I loved Madeleine L'Engle's work. Strangely, the novels of hers I loved best were not the fantasy series, beginning with A Wrinkle in Time, though that was the first of her books I read and of course the most famous. I thought her best books were the ones in a series of vaguely mystery suspense stories, starting with The Young Unicorns, and continuing through The Arm of the Starfish and Dragons in the Waters. Who can forget Canon Tallis, a marvellous character?

And A Ring of Endless Light is probably her best book of all. It's a lovely novel, less well known than it should be.

Her work was always thoughtful and filled with light. Her death is a sadness, but we have a great legacy in her books.
Friday, September 7th, 2007 06:35 pm (UTC)
I too am sad. I still remember the first time I read A Ring of Endless Light. I got it from the library in that edition with the cover art that had Vicky and the dolphin in a ring bisecting the horizon line of sky and sea. It had a good weight, and the comforting smell of eighties library paper. I knew before I opened it that I would love it.

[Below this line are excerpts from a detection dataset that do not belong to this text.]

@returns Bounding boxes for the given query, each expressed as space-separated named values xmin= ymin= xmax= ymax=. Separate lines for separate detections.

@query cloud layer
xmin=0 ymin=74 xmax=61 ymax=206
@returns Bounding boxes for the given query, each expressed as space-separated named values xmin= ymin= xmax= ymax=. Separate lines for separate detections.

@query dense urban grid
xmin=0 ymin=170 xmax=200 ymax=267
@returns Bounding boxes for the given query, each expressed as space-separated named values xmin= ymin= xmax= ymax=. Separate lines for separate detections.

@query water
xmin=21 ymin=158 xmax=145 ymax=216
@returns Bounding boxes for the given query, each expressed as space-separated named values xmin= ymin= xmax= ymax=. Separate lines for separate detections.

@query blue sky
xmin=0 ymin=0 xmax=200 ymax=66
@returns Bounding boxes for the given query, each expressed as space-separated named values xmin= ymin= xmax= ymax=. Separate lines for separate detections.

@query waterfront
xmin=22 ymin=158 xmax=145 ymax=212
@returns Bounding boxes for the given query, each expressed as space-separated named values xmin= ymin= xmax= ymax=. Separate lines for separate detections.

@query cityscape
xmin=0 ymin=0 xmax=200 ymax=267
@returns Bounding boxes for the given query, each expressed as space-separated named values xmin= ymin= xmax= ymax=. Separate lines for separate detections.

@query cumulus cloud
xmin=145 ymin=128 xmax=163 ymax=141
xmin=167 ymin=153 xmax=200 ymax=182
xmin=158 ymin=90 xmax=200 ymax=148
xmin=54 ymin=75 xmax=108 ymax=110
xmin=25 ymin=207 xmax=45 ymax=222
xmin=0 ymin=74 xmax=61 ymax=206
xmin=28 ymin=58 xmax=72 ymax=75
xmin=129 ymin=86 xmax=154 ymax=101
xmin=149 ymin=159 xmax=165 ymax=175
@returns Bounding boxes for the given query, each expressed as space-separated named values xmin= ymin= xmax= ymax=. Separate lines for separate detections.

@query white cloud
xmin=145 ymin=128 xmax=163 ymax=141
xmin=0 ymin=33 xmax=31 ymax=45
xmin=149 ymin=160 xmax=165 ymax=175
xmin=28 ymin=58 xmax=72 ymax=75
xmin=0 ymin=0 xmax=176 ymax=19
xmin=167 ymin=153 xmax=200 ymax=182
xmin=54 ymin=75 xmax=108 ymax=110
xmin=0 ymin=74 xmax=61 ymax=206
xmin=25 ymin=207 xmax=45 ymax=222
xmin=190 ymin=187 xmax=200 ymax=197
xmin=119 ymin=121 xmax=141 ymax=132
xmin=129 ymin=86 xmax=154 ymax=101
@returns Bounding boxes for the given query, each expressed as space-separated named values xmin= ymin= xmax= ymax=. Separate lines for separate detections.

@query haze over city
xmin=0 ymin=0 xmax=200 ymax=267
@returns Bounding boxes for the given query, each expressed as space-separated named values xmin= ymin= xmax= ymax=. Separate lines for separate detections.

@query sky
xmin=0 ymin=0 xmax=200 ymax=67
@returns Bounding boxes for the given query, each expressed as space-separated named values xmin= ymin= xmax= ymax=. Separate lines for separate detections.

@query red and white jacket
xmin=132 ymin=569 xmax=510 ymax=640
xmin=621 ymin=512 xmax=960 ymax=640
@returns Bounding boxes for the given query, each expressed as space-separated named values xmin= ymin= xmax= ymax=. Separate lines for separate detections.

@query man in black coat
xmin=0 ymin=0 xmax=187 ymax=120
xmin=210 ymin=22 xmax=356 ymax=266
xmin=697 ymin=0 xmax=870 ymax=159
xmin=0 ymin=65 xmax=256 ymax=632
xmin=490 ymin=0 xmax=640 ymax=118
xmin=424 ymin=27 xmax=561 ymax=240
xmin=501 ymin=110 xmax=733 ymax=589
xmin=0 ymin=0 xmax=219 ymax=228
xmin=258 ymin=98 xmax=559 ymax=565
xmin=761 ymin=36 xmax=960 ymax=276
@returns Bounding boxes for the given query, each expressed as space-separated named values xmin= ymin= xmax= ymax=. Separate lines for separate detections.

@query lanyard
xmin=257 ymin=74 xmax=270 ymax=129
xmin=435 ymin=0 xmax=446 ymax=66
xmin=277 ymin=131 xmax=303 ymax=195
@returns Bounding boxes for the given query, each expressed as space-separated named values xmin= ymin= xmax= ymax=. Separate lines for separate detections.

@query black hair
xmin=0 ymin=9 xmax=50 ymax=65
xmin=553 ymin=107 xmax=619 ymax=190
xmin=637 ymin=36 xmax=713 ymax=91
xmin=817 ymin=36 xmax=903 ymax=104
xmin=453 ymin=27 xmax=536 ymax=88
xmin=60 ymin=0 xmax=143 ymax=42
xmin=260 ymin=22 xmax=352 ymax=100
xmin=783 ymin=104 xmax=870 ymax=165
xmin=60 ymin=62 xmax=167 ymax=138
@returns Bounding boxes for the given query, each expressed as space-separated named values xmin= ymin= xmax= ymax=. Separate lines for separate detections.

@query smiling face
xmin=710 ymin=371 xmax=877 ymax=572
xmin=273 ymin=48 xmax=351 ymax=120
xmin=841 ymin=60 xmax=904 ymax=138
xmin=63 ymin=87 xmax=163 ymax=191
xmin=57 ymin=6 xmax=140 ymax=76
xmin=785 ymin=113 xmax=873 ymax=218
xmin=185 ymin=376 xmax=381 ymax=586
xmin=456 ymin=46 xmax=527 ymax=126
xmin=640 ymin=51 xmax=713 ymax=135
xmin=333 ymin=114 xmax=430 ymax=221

The religious sensibility that permeated her books--of a sort I don't share--turned me off sometimes, but for the most part, she never let her faith get in the way of a good story. Sort of like the anti-CS Lewis.
Friday, September 7th, 2007 09:04 pm (UTC)
I know what you mean about the religious sensibility. I think that's why I wasn't as fond of the fantasy novels, where it was more overt, and grew more so as the series continued. Somehow the suspense books, even with a Canon as a main character, were more about values of a general kind than specific Biblical religion.